Y2K? Y2shmay. If you wanted to see New York City brought to its knees, felled by the sudden failure of the machines that make modern existence possible, you needed look no further than the East Village yesterday, six months before the century's close.
At East Village Pharmacy on Avenue A, early-morning shoppers cleaned the shelves of candles and flashlight batteries, as if preparing for nuclear war.
Just outside, traffic was a free-for-all at the lawless intersections of Alphabet City, ungoverned by working traffic lights or working humans.
A dejected expression overtook the face of a woman, nine months pregnant, who ambled to Key Food yesterday morning, only to find it dark and shuttered.
"My chickens are cooking, but I got no way to sell them," a supermarket employee, known in these parts as John Deli, reported cheerfully.
"The registers aren't working," the man said. "We can't collect money. Hey - at least I get paid by the hour."
But nearby Discount Liquors managed to sell a pint of whiskey to a man, who looked as though he really needed it, the old-fashioned way - despite the absence of such amenities as refrigeration, computers, air conditioners or overhead lights.
"We have to record everything manually, on paper," said liquor-store worker John Melendez. "It's back to basics."
Of course, the Lotto machine, which runs on phone lines, was in perfect working order.
And so were the Village's parking meters, which greedily gobbled quarters as if nothing were amiss.
Hundreds - maybe thousands - of East Village residents woke up yesterday with little or no power.
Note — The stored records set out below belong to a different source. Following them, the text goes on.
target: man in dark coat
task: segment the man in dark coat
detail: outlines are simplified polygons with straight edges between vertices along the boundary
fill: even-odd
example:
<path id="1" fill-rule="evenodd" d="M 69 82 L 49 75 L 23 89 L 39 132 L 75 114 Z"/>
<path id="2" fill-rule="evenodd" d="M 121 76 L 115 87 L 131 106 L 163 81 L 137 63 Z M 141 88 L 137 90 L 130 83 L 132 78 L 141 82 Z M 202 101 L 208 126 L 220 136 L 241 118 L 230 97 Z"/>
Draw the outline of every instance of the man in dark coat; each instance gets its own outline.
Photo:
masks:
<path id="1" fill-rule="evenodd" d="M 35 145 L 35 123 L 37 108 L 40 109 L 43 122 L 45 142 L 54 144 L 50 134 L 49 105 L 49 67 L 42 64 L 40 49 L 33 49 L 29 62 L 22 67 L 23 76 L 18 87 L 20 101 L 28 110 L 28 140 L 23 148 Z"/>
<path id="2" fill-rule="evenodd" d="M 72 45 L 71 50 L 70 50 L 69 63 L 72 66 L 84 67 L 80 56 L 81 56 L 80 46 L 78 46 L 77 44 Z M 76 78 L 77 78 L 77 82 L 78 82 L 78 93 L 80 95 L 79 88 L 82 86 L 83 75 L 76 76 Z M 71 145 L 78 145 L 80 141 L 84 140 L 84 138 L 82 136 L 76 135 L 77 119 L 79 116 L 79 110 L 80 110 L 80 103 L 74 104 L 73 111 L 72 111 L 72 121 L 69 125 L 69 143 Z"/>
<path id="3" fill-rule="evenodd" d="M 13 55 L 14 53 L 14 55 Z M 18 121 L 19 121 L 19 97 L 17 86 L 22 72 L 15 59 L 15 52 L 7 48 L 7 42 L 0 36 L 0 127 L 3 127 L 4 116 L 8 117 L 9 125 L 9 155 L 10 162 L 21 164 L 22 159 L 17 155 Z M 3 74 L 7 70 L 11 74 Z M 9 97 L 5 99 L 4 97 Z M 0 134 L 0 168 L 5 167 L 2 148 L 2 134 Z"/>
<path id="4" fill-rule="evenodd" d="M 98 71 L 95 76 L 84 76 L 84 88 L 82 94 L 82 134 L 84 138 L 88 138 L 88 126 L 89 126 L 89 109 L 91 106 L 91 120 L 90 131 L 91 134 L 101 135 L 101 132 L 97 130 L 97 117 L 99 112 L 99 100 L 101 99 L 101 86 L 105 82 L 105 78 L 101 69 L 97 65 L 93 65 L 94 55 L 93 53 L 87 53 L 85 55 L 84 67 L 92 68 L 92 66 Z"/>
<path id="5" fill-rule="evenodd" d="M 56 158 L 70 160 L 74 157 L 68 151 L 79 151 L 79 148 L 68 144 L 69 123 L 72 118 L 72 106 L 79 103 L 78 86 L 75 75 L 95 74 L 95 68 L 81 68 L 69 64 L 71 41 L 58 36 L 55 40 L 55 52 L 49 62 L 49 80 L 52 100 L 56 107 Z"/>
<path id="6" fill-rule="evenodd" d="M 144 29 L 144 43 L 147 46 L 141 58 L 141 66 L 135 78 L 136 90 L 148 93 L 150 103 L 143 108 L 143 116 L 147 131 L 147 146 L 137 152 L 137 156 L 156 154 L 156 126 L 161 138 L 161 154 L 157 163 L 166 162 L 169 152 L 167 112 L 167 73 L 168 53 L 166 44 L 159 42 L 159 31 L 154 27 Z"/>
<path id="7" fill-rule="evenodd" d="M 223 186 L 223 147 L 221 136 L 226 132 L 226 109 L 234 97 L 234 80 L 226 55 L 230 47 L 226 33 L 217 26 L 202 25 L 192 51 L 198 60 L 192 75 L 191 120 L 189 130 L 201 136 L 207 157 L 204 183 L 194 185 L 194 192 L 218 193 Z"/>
That included elderly tenants of Village View apartments, who found themselves in the dark, 21 stories above the ground, without an operating elevator to carry them to earth.
But as the streets looked like something out of "Mad Max," and powerless stores propped open automatic doors with chairs - that is, if the stores were open at all -police were in short supply.
Con Ed workers, no doubt enjoying a break in the heat, idled on the sidewalks without a sweat.
"Nothing we can do until they put out that fire downtown," a Con Ed man told me, talking about a transformer fire on Essex Street blamed for the chaos. Then he briskly walked off to nowhere in particular.
Yesterday, the attention of this city was focused on Washington Heights. But other large swatches of New York suffered virtually unnoticed.